When we arrived at the hospital I went into a room where my vitals where taken, that are my heart rate, blood pressure and so on. The primary doctor asked why I had overdosed, and I answered that it was an impulsive act based on my depressive episode I was in. After a couple of minutes the nurse came with a bottle of activated charcoal. Yes, the taste is as bad as it sounds. It was completely horrible. The texture, the color and the taste. As I downed it, two further nurses came by and asked more questions, this time more detailed.
I mentioned my battles with mental illness ever since I was a child. I had been suffering from Obsessive Compulsive Disorder ever since I was just 9 years old and I also suffer from Major Depressive Disorder and Borderline Personality Disorder. All three disorders drove me to where I was at that very second. On a hospital bed drinking charcoal after a failed suicide attempt.
That night in hospital was hands down one of the roughest nights of my life. Apart from the fact that I had numerous wires attached to my body and an aching IV tube, I also had a suicide watch nurse sitting right beside my bed, making sure I would not kill myself in a hospital, with all the possible methods I had around me (it’s meant to sound sarcastic).
Anyways, after the roughest night of my life, a psychiatric team visited my ward. They asked the same questions I was asked yesterday and I gave the same answers. OCD, depression and borderline personality disorder. A summary of our forty minute conversation.
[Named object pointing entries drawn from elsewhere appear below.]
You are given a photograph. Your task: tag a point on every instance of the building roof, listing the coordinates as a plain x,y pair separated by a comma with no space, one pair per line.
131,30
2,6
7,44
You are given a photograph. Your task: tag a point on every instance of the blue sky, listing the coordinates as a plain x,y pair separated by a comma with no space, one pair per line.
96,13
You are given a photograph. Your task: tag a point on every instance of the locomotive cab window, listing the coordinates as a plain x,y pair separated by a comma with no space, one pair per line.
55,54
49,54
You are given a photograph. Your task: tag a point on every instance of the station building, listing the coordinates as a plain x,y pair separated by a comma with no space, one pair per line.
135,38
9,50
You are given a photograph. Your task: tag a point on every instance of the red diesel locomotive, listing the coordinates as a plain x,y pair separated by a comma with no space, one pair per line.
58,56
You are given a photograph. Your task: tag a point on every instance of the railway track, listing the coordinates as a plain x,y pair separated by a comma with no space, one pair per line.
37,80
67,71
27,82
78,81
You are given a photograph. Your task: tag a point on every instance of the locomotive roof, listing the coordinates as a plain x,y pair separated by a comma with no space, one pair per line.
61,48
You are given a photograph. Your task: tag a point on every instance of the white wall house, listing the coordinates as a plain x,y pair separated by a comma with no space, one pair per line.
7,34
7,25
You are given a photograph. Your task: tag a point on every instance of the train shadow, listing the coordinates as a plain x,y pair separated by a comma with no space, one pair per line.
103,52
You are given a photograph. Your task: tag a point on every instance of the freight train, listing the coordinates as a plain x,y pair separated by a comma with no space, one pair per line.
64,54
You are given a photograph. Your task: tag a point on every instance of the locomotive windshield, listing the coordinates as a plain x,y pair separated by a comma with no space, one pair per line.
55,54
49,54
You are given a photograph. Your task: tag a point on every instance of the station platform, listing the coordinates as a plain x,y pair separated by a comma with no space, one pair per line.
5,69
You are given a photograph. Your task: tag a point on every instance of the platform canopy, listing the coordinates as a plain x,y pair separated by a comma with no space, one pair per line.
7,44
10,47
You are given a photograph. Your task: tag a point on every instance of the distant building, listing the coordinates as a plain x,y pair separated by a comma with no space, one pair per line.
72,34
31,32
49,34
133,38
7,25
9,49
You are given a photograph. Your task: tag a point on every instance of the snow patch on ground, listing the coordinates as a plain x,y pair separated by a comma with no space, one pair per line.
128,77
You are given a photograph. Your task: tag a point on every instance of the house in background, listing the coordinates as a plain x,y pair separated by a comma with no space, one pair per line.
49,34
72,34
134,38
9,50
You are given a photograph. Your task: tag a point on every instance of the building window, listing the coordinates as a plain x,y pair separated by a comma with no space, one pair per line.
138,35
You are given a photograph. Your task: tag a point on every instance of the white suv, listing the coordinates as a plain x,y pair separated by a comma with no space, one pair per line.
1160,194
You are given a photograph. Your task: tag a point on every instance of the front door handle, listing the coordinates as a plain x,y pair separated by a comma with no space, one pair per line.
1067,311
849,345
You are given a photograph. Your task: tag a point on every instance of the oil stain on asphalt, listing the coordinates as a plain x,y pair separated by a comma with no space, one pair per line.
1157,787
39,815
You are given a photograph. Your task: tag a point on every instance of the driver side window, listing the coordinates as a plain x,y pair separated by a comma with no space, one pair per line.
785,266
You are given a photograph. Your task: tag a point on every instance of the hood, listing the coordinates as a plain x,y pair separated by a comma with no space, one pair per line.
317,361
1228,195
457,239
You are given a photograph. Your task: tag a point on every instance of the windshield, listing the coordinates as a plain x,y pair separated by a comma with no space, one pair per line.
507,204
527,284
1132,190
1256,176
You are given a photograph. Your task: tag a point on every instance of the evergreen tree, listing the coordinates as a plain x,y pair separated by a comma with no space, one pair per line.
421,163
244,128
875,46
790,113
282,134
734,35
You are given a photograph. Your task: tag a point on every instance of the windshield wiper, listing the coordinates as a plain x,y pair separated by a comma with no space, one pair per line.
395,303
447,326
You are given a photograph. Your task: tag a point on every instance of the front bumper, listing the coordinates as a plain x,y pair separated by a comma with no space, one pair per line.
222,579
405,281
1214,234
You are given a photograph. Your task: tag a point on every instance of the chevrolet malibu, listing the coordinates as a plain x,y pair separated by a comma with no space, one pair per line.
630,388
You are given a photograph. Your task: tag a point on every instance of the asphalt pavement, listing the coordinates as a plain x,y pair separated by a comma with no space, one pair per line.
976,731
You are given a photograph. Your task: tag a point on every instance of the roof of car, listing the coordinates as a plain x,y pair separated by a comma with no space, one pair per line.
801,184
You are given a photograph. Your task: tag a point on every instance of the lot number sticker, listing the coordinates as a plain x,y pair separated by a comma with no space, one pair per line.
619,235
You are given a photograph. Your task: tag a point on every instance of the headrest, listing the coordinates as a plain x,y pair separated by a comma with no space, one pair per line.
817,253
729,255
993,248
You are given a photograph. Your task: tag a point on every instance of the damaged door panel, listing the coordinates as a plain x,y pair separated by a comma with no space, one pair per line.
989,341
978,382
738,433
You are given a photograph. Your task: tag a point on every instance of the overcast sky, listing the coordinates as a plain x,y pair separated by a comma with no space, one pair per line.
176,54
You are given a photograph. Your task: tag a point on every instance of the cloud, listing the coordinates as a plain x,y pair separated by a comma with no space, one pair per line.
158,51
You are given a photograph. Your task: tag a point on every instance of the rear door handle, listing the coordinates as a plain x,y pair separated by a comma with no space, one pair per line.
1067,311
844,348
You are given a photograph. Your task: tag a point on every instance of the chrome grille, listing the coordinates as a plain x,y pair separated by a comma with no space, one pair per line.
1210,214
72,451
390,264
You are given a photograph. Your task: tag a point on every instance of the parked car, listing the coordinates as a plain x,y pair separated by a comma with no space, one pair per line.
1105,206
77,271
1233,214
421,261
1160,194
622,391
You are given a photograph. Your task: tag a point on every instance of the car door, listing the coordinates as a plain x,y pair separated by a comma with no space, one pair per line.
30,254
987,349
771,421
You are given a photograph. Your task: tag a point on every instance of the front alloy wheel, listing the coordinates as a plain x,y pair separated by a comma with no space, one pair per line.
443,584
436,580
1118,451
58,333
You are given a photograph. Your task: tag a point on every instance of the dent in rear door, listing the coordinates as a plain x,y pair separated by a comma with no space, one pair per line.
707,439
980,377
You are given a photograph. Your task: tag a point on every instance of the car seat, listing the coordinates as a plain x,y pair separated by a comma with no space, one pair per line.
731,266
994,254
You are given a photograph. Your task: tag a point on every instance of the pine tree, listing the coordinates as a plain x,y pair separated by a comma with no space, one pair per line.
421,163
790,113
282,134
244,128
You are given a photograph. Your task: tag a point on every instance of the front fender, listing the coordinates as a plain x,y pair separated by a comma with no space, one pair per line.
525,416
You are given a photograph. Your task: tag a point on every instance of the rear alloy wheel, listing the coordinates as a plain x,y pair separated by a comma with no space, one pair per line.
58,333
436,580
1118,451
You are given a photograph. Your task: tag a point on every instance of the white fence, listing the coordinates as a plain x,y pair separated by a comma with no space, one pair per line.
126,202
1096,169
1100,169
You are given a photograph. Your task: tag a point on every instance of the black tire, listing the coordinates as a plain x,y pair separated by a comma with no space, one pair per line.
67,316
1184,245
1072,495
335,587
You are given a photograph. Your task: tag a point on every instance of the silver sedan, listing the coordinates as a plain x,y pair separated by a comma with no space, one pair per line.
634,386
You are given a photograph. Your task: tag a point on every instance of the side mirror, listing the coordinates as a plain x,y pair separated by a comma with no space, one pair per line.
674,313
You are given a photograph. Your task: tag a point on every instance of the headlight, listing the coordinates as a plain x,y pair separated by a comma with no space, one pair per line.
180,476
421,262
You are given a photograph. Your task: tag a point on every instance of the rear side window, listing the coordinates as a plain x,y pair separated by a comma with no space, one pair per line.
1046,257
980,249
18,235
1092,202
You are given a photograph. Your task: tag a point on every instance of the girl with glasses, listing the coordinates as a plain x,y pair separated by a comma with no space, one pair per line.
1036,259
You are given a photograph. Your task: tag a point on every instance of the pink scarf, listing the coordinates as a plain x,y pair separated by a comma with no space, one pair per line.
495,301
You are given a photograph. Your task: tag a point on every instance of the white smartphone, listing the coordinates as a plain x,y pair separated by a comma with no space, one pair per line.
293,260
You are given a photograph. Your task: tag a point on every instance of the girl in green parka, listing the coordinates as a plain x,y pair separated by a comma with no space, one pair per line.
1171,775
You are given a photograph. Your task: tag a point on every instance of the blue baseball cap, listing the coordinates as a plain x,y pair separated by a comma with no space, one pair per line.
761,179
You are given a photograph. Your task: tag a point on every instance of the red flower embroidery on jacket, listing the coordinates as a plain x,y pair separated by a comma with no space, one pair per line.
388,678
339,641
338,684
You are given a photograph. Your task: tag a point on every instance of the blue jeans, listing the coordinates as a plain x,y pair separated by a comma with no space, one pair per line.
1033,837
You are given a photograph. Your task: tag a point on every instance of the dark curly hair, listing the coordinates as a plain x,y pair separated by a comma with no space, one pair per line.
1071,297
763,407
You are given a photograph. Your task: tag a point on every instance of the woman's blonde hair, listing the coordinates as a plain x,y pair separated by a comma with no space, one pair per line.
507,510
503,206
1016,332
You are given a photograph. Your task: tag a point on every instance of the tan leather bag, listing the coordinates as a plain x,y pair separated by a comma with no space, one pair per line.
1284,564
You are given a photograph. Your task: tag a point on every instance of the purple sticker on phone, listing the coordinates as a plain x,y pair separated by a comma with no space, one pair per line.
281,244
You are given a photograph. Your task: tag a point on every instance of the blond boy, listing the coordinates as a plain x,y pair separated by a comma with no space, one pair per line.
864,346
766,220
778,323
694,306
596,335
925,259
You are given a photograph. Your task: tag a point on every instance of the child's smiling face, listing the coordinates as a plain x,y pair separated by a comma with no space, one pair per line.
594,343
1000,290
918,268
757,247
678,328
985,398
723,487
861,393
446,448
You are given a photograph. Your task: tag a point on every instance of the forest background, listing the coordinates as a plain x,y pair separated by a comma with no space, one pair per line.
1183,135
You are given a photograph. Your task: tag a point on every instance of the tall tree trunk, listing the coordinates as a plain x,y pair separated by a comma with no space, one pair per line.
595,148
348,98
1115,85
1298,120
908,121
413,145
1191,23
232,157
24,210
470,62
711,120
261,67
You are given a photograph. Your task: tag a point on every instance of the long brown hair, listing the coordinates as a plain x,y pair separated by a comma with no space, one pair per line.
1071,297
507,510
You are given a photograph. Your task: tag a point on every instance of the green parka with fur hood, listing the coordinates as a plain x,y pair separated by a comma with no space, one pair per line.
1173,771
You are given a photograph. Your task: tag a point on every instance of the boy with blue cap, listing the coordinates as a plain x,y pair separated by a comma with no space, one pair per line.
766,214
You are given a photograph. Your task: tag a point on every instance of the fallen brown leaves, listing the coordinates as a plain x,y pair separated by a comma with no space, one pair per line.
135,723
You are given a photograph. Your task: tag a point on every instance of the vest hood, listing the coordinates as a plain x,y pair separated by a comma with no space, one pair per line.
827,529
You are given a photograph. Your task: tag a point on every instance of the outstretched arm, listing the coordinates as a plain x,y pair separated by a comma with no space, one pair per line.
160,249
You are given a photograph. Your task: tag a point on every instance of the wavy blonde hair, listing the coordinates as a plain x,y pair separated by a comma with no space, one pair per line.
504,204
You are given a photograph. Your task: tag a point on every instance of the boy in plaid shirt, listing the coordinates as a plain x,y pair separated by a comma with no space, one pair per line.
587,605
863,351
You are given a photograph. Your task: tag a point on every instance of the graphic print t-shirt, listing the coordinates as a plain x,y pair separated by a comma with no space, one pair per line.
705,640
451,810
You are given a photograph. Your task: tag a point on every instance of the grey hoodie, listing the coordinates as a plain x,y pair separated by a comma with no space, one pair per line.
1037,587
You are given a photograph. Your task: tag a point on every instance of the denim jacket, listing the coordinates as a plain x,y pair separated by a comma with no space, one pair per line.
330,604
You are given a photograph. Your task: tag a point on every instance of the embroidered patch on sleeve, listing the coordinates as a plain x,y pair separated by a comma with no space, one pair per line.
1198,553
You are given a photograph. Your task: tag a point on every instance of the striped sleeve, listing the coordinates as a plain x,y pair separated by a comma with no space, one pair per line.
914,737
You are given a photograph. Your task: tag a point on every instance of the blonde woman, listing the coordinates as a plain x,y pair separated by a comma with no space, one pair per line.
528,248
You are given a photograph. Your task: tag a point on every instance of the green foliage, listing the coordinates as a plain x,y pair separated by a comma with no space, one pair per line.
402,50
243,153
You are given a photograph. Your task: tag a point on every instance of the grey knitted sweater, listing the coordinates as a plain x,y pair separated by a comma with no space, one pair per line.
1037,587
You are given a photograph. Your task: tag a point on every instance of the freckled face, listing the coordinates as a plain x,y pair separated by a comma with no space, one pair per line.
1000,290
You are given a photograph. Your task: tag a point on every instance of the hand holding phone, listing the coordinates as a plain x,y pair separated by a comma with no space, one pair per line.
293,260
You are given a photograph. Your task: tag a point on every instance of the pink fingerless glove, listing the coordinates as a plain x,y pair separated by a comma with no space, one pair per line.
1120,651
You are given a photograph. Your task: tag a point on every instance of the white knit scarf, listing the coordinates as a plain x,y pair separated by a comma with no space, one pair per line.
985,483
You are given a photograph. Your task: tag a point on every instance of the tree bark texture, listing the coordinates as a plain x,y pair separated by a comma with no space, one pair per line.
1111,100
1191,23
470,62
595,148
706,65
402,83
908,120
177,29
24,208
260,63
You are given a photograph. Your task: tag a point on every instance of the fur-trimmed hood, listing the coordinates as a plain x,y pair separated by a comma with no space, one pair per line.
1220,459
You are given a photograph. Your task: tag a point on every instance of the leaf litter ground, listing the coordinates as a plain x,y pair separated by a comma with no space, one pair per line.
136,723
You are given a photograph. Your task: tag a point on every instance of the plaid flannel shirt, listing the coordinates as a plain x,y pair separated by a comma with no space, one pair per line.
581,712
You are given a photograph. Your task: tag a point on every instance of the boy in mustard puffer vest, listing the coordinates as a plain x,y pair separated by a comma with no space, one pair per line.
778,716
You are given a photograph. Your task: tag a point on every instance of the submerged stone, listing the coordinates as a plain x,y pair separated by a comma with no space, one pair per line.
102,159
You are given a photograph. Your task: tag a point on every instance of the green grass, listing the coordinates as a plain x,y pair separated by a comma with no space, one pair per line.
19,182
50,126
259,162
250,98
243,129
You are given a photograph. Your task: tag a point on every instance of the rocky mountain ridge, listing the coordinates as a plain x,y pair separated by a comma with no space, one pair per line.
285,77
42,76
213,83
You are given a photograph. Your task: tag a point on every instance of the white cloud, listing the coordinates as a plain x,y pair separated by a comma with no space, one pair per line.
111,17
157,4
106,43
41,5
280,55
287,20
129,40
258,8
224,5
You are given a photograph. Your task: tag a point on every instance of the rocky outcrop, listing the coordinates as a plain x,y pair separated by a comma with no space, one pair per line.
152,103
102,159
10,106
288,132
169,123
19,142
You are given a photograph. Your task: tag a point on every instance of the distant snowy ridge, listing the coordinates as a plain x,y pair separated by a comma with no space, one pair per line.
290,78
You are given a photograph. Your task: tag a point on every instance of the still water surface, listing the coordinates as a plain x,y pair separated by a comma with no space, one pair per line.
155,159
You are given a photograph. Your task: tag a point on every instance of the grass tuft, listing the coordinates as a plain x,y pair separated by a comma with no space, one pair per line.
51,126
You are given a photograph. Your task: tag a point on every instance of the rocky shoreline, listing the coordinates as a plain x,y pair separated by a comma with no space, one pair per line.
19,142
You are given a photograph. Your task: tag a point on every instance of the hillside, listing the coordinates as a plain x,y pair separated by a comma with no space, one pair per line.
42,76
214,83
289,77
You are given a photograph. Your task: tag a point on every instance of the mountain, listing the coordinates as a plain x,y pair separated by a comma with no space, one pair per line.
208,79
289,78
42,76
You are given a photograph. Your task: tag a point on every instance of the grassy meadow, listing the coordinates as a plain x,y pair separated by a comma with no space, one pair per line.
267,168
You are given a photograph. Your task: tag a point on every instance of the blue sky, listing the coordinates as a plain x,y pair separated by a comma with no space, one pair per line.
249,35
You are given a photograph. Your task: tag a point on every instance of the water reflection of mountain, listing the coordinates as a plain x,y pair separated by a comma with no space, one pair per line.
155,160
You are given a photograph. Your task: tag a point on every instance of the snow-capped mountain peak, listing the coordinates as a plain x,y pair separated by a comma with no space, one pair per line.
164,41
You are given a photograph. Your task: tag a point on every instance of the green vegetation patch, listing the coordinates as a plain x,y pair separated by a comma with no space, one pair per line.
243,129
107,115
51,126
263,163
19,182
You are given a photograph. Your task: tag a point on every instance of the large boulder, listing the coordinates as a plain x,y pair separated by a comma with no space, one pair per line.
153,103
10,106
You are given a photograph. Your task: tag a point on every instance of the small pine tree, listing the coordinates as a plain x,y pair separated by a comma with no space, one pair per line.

The psychiatric team, after their evaluation told me I could return back home as soon as I was physically well. Physically I was; mentally I was not, obviously. My brain felt as fragile as an egg. Every single thing going on around me was affecting me much more than usual, and I am usually very prone to mood changes, as I suffer from extreme mood swings, thanks to my personality disorder. After another night of observation, I returned back home. However, the second night was surprisingly worse than the first, as now I was completely aware the decision I had made the previous day. I wanted to kill myself. I was so desperate to escape the sadness that I thought that ending my life was the only solution.
On the second day, the day I was meant to return home, I felt completely broken. I looked around the hospital ward and saw elderly people, at their last moments of life, most on life support, and I felt completely worthless. I felt guilty. All of these people that were fighting for their lives whilst I tried to end mine. The guilt was suffocating. However, that is what mental illness does to you. It makes you feel guilty for experiencing a different type of pain. Unfortunately, not many people grasp this idea as there is still a lot of stigma surrounding the topic.
So what did I learn during these three days? Mostly the importance of mental health. It is completely useless to have a fully-functioning body if you suffer from mental illness and you do not seek help. Mental illnesses are as important as physical illnesses are. Some people have a damaged liver and I have an ill brain. Both are organs, both are as valid as each other. As I am still trying to find reasons to stay alive there is one thing I know for sure, and that is that I am not ashamed of who I am.
My mental illnesses do not define me, however they do explain what I go through and what I feel. And I am not ashamed of it. I am not ashamed that I have to take medication in order to have a somewhat normal day. I am not ashamed of what I go through. I am ready to fight the stigma, even if it means being called ‘crazy’ or ‘weird’. There are many people out there who struggle on their own. This should not be the case. There is no shame in asking for help, and once you do, things will not necessarily get better, however things will definitely get easier to handle. Together we have to fight the stigma.